TEZ-3880: Do not count rejected tasks as killed in vertex progress (Sergey Shelukhin, reviewed by Gunther Hagleitner)

Signed-off-by: Gopal V <gopalv@apache.org>
diff --git a/tez-api/src/main/java/org/apache/tez/dag/api/client/Progress.java b/tez-api/src/main/java/org/apache/tez/dag/api/client/Progress.java
index 110ac90..656838d 100644
--- a/tez-api/src/main/java/org/apache/tez/dag/api/client/Progress.java
+++ b/tez-api/src/main/java/org/apache/tez/dag/api/client/Progress.java
@@ -63,6 +63,10 @@
     return proxy.getKilledTaskAttemptCount();
   }
 
+  public int getRejectedTaskAttemptCount() {
+    return proxy.getRejectedTaskAttemptCount();
+  }
+
   @Override
   public boolean equals(Object obj) {
     if (obj instanceof Progress){
@@ -73,7 +77,8 @@
           && getFailedTaskCount() == other.getFailedTaskCount()

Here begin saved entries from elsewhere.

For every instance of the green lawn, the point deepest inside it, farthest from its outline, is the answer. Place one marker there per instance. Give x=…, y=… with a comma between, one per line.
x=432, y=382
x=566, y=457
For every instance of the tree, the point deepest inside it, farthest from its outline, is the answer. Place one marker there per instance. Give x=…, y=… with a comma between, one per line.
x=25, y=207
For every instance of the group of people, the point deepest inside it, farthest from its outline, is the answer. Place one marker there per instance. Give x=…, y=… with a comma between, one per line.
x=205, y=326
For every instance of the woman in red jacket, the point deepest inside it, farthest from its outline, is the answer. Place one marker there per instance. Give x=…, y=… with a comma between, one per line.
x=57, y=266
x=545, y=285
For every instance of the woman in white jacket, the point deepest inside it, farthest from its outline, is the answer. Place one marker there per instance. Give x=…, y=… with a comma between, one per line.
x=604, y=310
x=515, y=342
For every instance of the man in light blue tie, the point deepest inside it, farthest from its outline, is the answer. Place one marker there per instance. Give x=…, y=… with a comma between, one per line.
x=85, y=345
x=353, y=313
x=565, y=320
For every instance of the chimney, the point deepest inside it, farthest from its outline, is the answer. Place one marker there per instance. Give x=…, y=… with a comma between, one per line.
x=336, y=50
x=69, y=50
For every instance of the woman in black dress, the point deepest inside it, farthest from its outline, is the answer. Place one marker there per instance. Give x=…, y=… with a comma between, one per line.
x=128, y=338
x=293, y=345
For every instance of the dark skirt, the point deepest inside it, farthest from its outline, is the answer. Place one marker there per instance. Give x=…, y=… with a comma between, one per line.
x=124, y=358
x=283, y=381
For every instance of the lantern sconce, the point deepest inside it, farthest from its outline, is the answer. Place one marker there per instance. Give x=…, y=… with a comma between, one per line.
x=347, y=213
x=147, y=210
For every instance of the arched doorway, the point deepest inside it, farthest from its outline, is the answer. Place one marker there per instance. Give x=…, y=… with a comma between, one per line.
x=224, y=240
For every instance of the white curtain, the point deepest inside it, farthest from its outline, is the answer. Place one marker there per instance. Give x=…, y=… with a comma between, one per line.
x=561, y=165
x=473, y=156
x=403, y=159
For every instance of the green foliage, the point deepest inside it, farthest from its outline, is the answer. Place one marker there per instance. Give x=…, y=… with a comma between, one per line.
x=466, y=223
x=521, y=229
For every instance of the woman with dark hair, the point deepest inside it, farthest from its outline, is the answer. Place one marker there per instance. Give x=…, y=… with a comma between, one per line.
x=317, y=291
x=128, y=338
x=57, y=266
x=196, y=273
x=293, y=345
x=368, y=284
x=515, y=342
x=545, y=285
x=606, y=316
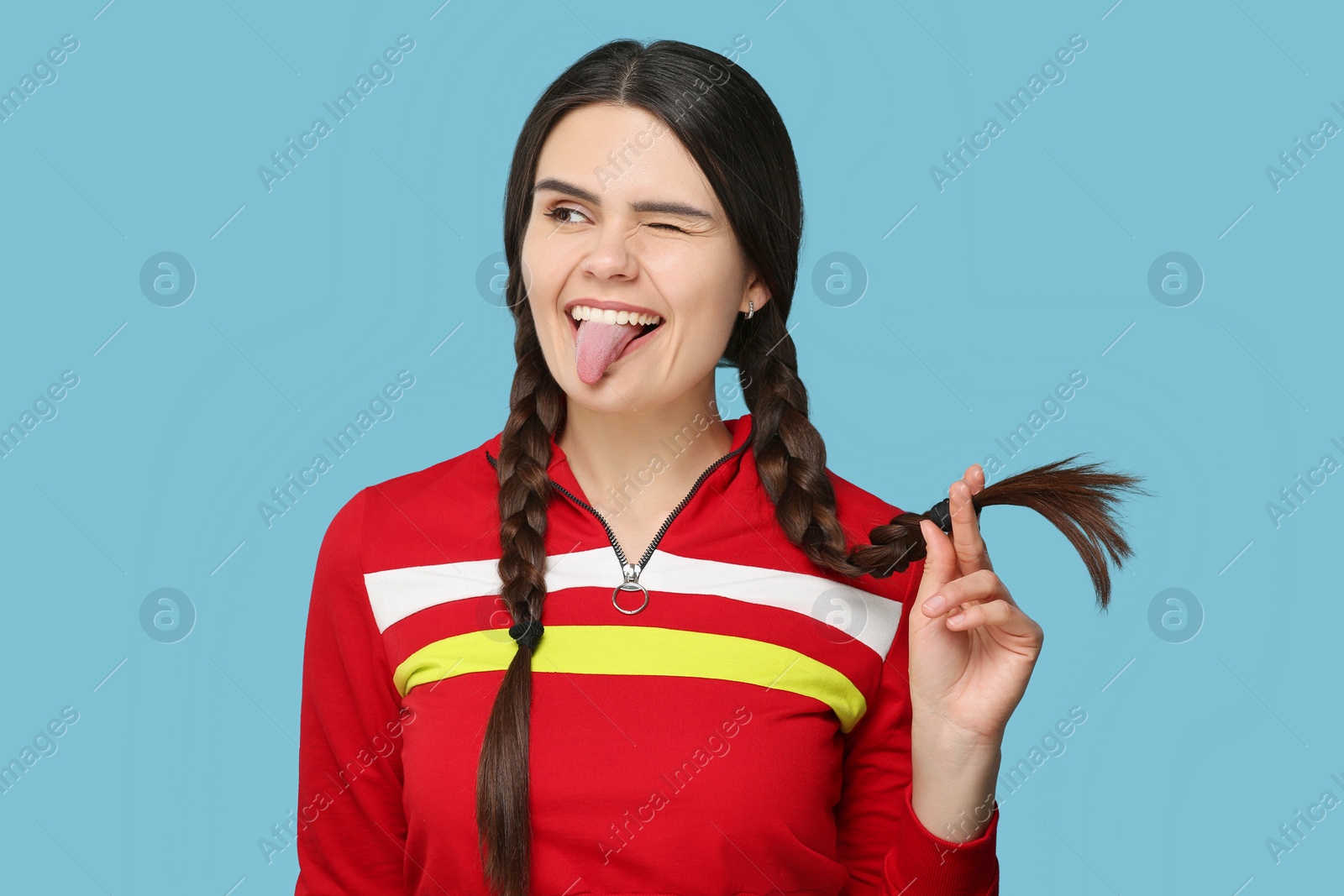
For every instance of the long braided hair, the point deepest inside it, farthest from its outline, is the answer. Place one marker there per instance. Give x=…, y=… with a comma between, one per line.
x=737, y=137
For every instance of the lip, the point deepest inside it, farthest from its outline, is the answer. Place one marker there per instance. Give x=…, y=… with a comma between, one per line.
x=616, y=307
x=609, y=305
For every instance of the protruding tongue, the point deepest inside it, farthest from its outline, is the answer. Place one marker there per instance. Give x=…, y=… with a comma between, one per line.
x=600, y=344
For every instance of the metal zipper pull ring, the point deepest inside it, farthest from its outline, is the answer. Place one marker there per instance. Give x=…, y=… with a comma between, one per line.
x=632, y=584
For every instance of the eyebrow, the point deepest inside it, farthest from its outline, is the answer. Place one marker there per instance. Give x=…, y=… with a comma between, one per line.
x=665, y=207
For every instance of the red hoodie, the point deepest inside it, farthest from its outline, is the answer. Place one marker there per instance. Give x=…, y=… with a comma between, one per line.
x=748, y=731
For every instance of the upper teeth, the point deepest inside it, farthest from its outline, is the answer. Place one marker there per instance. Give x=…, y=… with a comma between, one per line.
x=608, y=316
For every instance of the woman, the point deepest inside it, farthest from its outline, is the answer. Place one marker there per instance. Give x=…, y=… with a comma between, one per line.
x=790, y=696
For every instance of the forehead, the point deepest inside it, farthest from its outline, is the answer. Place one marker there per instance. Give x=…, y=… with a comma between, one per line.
x=622, y=154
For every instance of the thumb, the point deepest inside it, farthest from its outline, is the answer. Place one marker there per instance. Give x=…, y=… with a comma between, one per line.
x=940, y=564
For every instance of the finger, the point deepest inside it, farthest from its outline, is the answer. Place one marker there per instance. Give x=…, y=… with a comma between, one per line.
x=940, y=564
x=976, y=587
x=974, y=477
x=965, y=530
x=1000, y=614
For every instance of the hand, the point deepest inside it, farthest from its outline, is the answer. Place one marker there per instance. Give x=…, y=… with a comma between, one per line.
x=972, y=656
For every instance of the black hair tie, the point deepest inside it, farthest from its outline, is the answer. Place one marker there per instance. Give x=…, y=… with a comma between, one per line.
x=941, y=515
x=528, y=633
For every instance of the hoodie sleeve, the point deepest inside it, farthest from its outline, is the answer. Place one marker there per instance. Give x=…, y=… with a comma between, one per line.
x=351, y=825
x=880, y=840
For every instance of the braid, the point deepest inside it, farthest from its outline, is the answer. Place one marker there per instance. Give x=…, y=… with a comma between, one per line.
x=537, y=410
x=1079, y=499
x=790, y=456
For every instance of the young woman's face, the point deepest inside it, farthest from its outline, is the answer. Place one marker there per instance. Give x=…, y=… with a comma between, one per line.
x=622, y=217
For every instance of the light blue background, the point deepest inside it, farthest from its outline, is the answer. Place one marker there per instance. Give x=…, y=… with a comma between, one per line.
x=1030, y=265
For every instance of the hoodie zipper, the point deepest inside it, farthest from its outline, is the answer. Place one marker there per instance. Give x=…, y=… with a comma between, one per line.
x=631, y=571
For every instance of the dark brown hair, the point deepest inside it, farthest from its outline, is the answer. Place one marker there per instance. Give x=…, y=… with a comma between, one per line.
x=737, y=137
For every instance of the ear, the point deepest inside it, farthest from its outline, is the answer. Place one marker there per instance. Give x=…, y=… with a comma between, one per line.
x=756, y=291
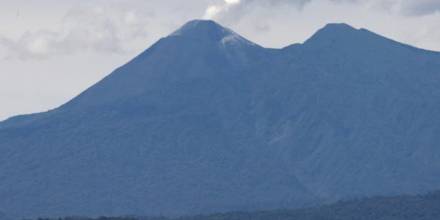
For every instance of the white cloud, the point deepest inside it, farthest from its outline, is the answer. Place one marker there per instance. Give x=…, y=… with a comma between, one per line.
x=213, y=10
x=85, y=27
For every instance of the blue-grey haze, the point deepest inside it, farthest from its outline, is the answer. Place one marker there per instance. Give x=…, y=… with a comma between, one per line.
x=207, y=121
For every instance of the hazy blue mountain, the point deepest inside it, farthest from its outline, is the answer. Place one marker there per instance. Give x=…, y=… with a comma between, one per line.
x=207, y=121
x=421, y=207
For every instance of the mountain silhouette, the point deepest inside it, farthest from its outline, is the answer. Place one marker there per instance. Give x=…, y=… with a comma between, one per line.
x=207, y=121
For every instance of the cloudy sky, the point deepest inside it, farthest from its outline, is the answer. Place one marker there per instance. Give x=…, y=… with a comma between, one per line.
x=51, y=50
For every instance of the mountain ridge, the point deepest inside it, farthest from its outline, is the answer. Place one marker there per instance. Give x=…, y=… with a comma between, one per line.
x=199, y=126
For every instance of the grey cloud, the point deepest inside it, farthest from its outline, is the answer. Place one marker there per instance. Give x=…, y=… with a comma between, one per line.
x=85, y=27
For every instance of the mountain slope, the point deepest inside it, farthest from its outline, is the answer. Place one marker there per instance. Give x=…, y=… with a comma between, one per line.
x=207, y=121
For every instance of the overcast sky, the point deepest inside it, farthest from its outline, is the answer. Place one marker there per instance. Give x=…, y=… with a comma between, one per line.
x=51, y=50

           && getKilledTaskCount() == other.getKilledTaskCount()
           && getFailedTaskAttemptCount() == other.getFailedTaskAttemptCount()
-          && getKilledTaskAttemptCount() == other.getKilledTaskAttemptCount();
+          && getKilledTaskAttemptCount() == other.getKilledTaskAttemptCount()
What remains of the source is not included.